Carrols Restaurant Group, Inc. and Carrols LLC (Assistant General Managers) - Brown, LLC

Carrols Restaurant Group, Inc. and Carrols LLC (Assistant General Managers)

The Defendants

Carrols owns and operates, directly and through its wholly-owned subsidiary, Carrols LLC, more than 800 franchised “Burger King” restaurants throughout the United States.

The Employees

Position(s): All current and former Assistant General Managers, Assistant Managers, General Managers, Restaurant General Managers, Shift Managers, Crew Members, and other employees who performed similar job duties under various titles (collectively referred to as “AGMs”), employed by Defendants

Location(s): Anywhere in the United States

Time Period: February 2017 through present

The Claims in The Lawsuit

The complaint alleges that Carrols Restaurant Group, Inc. and Carrols LLC failed to pay AGMs for the time they spend driving from store to store and picking up products/equipment. Because AGMs typically work at least 40 hours per week, Defendants’ failure to pay them for this time driving from store to store and picking up products/equipment violates the FLSA, which mandates that employees be paid for each hour worked in excess of 40 in a workweek at a rate not less than 1.5 their regular rate of pay.

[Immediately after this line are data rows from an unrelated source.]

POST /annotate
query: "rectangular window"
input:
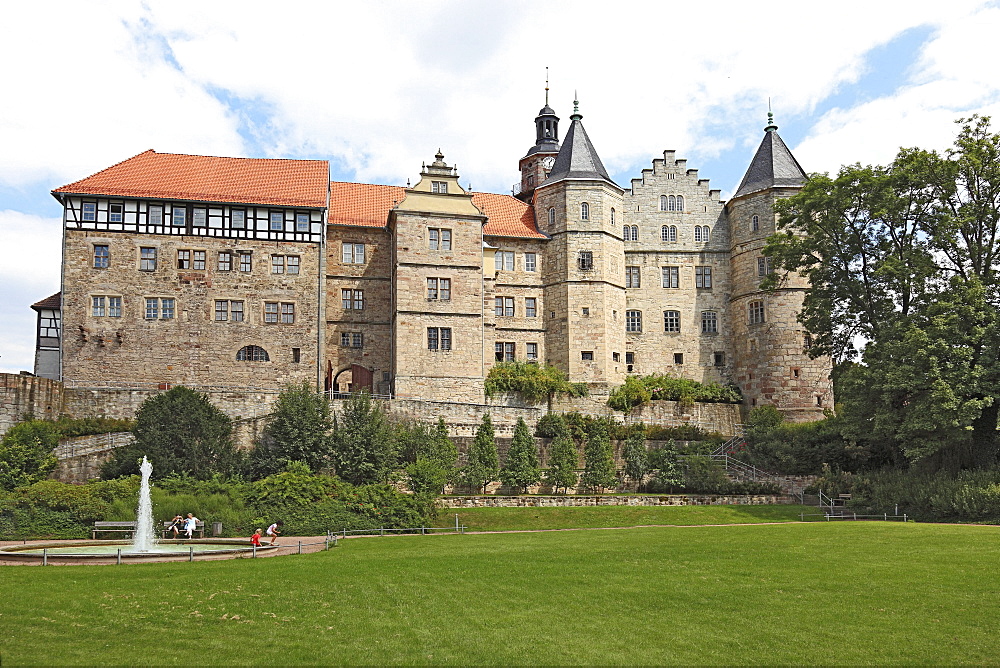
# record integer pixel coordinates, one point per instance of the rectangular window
(439, 338)
(504, 307)
(147, 259)
(633, 321)
(671, 277)
(352, 300)
(352, 339)
(353, 253)
(277, 221)
(102, 256)
(504, 351)
(703, 277)
(631, 277)
(672, 321)
(709, 322)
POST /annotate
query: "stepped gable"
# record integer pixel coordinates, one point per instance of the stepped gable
(174, 176)
(368, 205)
(578, 158)
(772, 165)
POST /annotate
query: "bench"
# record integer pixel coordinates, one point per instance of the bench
(199, 529)
(113, 527)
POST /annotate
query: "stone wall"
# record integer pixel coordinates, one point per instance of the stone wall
(576, 501)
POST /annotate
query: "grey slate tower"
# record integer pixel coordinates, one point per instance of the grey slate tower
(576, 207)
(769, 343)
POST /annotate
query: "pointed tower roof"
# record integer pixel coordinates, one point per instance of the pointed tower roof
(773, 165)
(578, 158)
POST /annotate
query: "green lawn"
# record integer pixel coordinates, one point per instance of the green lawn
(814, 593)
(515, 519)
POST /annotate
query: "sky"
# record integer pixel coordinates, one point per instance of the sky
(377, 87)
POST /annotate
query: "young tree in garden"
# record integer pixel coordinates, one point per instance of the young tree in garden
(563, 460)
(906, 256)
(299, 431)
(179, 431)
(364, 448)
(482, 463)
(635, 455)
(521, 468)
(26, 453)
(599, 458)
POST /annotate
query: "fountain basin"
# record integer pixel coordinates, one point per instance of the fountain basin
(87, 550)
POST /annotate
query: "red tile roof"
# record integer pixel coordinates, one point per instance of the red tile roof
(210, 179)
(50, 302)
(368, 205)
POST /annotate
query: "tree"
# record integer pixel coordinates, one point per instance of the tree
(906, 257)
(180, 431)
(534, 382)
(364, 449)
(26, 453)
(482, 463)
(521, 468)
(563, 460)
(635, 455)
(599, 458)
(298, 431)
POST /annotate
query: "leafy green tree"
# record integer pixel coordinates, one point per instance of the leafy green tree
(563, 460)
(635, 455)
(364, 449)
(299, 431)
(180, 431)
(521, 468)
(534, 382)
(482, 464)
(26, 453)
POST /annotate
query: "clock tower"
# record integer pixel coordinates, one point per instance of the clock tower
(538, 161)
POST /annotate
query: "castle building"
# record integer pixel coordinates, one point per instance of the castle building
(212, 271)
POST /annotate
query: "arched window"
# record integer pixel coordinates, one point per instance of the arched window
(252, 354)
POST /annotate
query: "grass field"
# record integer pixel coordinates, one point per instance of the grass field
(814, 593)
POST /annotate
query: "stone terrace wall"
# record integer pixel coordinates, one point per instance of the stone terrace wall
(574, 501)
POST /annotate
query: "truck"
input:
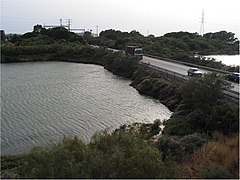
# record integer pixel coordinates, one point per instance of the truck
(134, 51)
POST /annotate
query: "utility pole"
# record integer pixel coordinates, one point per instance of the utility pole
(97, 30)
(69, 24)
(201, 32)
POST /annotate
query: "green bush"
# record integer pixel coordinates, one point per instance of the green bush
(109, 155)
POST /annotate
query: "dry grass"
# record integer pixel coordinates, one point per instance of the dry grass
(222, 152)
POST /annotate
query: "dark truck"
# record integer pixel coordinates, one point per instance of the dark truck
(134, 51)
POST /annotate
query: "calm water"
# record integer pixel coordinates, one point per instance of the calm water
(43, 101)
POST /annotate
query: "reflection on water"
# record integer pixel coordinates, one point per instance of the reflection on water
(43, 101)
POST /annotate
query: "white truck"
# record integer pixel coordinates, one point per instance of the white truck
(134, 51)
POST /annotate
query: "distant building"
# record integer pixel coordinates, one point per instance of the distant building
(3, 37)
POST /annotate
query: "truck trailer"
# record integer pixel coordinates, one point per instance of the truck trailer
(134, 51)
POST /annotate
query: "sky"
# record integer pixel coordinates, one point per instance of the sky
(156, 17)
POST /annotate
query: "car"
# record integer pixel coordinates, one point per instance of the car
(194, 72)
(233, 76)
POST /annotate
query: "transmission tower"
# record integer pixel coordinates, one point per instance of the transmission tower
(69, 24)
(201, 32)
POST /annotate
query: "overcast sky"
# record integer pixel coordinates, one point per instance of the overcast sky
(155, 17)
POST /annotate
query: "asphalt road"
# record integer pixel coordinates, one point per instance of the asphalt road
(178, 68)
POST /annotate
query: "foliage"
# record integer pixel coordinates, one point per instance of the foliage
(200, 92)
(109, 155)
(217, 159)
(182, 46)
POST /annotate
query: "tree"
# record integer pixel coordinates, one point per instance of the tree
(37, 28)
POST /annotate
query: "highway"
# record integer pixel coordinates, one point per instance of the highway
(178, 68)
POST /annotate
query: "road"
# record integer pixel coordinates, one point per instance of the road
(178, 68)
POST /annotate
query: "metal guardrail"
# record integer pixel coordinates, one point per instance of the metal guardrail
(188, 64)
(230, 94)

Frequently Asked Questions

Can Defendants discipline or fire me if I join the case?

No! The Fair Labor Standards Act prohibits retaliation and imposes harsh measures against employers who retaliate. For further information, please consult the Department of Labor’s Fact Sheet.

Will I have to testify or provide documentary proof?

Not necessarily. Many employees obtain monetary recoveries in Fair Labor Standards Act cases without ever having to appear at court or for depositions.

You are not required to provide documentary proof of your unpaid wages. In most cases, the employer is required to provide the employee’s payroll records to the employee and his or her attorney. In fact, the Fair Labor Standards Act mandates that employers keep accurate time and payroll records. The employer cannot escape this duty by requiring you as the employee to provide proof.

However, it is still important that you preserve any physical or electronic evidence relating to the case that you currently possession.

Will Brown, LLC be my attorneys?

Employees who sign Retainer Agreements and/or Consent to Sue forms will be represented by Brown, LLC with respect to the lawsuit and claims described above.

You will not be required to pay any attorneys’ fees or court costs to the Plaintiffs’ lawyers at this time and not pay any attorneys’ fees unless you prevail. Rather, in the event the Plaintiffs prevail in the lawsuit, by either judgment or settlement, the Plaintiffs’ attorneys will request that the Court order Defendants to pay the Plaintiffs’ lawyers their reasonable attorneys’ fees and reimburse them for any expenses.

How long will the case take?

It is very difficult to predict exactly how long a case will take. It depends on a variety of factors including the number of parties and claims involved, the rules and pace of the court, the complexity of the proofs, and the manner in which the employer defends the case.

When and if a settlement is reached, additional time is needed to prepare settlement documents, calculate settlement allocations, and seek and await the court’s review and approval of the settlement. wage-and-hour cases typically take 2-3 years, but this can be shorter or increase considerably.